渡部さんが懸念するのは「声を担当する人が芸達者すぎると、受け手側が作りこまれたフィクションだと意識して不穏さよりも安心感を覚えてしまう」こと。多くのアニメで採用される、抑揚やスピード感を強調した声ではなく、平板でスローテンポに感じるくらいの演技を理想としています。「プロの声優にはさまざまな演技ができる人もいる。声のことは言語化が難しいので『あの作品と近い感じの声をお願いします』という言い方でお願いするとスムーズ」と米光さん。

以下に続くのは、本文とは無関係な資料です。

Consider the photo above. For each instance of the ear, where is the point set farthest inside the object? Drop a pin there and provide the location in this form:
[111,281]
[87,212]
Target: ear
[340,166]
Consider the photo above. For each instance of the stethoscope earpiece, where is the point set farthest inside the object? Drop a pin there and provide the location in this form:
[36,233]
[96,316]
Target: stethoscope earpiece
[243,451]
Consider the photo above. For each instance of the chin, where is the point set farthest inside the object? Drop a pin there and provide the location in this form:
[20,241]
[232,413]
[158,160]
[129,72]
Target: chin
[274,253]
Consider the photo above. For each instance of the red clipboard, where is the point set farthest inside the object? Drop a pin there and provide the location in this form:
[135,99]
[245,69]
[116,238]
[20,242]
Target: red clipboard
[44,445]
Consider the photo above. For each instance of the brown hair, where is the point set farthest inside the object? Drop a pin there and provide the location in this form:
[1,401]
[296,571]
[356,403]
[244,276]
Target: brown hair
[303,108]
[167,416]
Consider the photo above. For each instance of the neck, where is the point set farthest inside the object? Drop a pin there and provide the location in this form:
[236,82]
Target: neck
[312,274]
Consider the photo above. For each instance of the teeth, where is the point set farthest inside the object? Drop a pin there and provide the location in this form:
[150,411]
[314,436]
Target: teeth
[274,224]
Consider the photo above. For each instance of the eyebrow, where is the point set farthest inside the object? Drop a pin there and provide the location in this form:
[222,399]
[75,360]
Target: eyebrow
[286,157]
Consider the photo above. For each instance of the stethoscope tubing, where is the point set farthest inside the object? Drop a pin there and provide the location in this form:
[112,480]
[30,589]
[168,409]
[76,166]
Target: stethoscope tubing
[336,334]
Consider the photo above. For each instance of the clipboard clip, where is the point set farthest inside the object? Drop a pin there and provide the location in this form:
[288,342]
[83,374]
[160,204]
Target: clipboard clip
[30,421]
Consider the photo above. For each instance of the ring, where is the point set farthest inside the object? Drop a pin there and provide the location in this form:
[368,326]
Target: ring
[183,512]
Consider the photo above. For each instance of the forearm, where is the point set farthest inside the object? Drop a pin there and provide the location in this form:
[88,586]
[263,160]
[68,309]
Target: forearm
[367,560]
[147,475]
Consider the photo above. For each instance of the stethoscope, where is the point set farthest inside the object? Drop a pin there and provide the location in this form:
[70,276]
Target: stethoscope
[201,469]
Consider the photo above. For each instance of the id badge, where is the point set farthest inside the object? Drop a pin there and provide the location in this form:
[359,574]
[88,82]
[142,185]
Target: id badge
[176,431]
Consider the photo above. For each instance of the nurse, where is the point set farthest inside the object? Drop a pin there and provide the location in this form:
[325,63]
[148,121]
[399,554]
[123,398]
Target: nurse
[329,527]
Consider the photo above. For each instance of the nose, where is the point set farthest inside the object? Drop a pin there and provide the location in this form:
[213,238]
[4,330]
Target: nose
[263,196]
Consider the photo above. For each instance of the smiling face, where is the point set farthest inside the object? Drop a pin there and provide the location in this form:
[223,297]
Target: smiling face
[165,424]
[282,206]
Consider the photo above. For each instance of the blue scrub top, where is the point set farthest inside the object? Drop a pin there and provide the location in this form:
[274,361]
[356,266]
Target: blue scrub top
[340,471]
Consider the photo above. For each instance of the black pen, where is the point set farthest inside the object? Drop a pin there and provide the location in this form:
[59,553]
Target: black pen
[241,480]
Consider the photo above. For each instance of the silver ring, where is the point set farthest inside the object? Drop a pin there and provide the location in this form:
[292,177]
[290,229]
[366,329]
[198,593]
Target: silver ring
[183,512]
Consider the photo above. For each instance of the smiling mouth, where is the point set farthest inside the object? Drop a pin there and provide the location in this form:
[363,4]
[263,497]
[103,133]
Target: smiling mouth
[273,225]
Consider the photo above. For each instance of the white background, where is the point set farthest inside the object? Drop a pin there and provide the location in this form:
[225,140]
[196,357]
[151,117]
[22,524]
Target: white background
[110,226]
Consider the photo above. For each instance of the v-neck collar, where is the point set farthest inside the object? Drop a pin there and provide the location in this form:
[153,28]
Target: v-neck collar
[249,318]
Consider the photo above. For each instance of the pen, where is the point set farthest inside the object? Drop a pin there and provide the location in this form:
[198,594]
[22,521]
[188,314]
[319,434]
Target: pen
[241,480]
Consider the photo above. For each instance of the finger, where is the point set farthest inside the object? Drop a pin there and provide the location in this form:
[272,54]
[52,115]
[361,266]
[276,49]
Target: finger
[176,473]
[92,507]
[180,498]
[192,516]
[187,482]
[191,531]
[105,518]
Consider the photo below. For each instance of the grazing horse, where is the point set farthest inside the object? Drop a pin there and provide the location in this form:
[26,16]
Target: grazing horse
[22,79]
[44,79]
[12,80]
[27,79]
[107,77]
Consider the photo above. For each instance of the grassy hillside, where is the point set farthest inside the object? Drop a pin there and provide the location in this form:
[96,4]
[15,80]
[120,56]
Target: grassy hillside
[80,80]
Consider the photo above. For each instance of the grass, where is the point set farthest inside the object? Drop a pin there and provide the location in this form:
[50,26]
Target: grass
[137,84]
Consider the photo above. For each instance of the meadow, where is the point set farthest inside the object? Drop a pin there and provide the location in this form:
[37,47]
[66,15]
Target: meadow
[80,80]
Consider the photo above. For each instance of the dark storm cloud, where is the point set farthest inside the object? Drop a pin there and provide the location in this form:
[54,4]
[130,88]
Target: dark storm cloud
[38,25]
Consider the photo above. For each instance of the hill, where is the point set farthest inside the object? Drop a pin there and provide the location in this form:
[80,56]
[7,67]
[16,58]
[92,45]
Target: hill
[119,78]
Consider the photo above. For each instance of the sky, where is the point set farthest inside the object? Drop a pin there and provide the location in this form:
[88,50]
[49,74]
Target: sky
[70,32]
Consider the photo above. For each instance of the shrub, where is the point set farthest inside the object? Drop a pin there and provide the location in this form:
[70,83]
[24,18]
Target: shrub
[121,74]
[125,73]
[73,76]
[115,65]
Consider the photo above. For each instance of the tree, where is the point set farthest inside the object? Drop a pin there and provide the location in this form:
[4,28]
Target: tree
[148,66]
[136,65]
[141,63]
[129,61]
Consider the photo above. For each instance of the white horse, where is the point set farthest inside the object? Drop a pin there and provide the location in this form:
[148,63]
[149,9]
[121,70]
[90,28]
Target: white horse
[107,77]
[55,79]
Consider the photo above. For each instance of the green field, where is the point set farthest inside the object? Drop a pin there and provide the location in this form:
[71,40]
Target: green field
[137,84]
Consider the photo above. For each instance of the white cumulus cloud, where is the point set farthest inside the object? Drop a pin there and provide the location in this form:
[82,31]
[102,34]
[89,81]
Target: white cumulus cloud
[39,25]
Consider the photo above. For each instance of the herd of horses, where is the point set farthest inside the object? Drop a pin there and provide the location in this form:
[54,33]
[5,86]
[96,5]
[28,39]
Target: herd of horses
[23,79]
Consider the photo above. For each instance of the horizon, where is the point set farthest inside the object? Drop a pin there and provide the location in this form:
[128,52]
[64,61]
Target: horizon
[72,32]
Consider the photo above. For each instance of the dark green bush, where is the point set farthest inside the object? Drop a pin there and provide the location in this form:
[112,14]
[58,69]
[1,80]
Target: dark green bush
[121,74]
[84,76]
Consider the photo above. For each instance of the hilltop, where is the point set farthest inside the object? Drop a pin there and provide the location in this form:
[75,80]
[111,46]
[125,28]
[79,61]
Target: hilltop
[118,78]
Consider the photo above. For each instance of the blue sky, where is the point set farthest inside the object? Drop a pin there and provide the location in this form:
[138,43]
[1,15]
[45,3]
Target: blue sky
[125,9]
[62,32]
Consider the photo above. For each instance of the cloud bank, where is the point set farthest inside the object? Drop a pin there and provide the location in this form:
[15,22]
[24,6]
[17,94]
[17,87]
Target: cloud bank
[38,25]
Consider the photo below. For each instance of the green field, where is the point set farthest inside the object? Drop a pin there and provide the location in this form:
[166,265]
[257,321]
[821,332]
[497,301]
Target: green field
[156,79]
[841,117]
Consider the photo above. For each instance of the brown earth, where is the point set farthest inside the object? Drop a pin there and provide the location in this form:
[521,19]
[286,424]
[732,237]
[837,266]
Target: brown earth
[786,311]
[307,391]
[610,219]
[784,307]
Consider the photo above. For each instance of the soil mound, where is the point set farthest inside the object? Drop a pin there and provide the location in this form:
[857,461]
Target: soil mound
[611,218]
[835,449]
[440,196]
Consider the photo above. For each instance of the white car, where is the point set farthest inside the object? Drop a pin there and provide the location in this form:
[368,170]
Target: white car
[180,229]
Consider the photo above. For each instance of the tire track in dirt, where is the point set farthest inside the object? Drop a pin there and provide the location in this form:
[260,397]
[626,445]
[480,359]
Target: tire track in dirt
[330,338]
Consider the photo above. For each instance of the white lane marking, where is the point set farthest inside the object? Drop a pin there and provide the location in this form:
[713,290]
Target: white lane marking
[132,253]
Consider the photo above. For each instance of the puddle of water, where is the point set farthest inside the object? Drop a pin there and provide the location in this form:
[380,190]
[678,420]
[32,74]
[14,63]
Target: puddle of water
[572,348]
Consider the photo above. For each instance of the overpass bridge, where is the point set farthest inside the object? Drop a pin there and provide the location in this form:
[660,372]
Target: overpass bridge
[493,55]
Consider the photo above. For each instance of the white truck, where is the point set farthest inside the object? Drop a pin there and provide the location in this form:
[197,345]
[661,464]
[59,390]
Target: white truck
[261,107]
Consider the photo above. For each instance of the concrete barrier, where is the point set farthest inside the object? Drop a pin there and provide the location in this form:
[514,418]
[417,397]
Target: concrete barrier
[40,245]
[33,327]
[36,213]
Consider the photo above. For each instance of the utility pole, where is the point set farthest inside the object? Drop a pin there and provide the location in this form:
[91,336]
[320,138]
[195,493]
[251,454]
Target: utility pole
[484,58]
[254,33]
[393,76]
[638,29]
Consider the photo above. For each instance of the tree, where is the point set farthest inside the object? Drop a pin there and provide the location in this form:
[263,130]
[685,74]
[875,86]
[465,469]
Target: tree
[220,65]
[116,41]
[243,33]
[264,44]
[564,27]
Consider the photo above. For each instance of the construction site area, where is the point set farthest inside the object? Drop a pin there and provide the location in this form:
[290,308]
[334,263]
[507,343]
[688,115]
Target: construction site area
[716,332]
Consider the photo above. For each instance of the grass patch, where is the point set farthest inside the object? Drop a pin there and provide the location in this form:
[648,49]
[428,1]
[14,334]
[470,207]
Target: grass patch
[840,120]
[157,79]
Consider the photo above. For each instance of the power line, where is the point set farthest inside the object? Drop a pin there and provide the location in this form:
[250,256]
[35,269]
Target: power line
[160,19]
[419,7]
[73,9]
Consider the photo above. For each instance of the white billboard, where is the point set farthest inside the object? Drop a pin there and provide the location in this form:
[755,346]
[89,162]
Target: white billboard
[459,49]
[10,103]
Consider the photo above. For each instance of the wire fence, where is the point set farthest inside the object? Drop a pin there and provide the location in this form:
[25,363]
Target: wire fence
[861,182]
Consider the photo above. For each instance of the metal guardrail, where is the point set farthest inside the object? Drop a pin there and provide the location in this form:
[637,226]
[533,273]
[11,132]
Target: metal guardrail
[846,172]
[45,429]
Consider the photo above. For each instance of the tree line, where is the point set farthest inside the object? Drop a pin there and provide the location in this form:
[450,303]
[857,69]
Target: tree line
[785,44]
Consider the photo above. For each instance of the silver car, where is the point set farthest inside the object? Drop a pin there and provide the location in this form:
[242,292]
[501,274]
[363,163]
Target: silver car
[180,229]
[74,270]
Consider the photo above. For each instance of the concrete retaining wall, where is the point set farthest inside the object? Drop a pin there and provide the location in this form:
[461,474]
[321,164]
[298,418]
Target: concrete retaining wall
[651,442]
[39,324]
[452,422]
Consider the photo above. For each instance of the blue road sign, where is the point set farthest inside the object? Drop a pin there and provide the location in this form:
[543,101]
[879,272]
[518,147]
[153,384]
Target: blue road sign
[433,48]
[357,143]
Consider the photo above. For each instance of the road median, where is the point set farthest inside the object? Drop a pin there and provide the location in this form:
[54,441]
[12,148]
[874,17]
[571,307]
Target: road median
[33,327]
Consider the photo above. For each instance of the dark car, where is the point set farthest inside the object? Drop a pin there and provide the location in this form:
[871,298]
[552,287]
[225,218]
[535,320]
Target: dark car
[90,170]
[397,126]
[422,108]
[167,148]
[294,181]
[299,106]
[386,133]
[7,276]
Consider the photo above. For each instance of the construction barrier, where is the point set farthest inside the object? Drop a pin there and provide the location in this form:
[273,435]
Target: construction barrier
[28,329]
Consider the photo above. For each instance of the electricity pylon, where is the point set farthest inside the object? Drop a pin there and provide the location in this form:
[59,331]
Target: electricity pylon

続いてアドバイザーの西川美穂子さんからも、声の具体的なイメージについて質問がありました。渡部さんは「人気のない美術館や博物館の展示室で聞こえてきたときに合いそうな声」だと答えます。そこで西川さんが一例に挙げたのは「横浜トリエンナーレ2001」に出品されていた現代美術作家、ピエール・ユイグの映像作品(*1)。そこに登場するキャラクターの機械仕掛けのような話しかたが「現実から切り離された印象でイメージに近いかもしれない」と紹介しました。

左から、西川さん、米光さん

もっとも重要なのは「誰」に依頼したいか

今後のスケジュールとしては、約3ヶ月後の音声収録を目標にしています。キャスティングには予算も関係するため、さらにゲームの制作を進め、全体のボリュームがみえてから誰に依頼するかを決める予定です。渡部さんは「作品づくりは自分自身が抱くイメージや理想があって、そこを目指していくものだと思うけれど、ゲームメーカーでの経験が長かったため、周囲の状況や段取りに合わせるという考え方がなかなか払拭できなくて」と吐露しました。企業のゲーム作りとは一線を画した新たな試みに対する苦悩が伺えます。またプログラムやグラフィック、シナリオ、音楽の制作は一人で試行錯誤しながら進めているため、誰かの力を借りて何度もやり直すことができない音声収録には慎重になっています。

『CultureHouse』より

米光さんは「予算も重要だけれど、誰にしたいかが最重要」と念を押しました。「コントロールすることは考えず、想定と違う方向に進んでもこの人なら大丈夫と思えるぐらいの人を見つけて」とすすめます。西川さんからも「いろいろな映像作品を参考に、イメージに合う声を探してみて」とアドバイス。ゲームやアニメに限らず、外国映画の吹き替え版や、実験映画やアート作品などで採用されている声を幅広くリサーチしながら制作を進めていく予定です。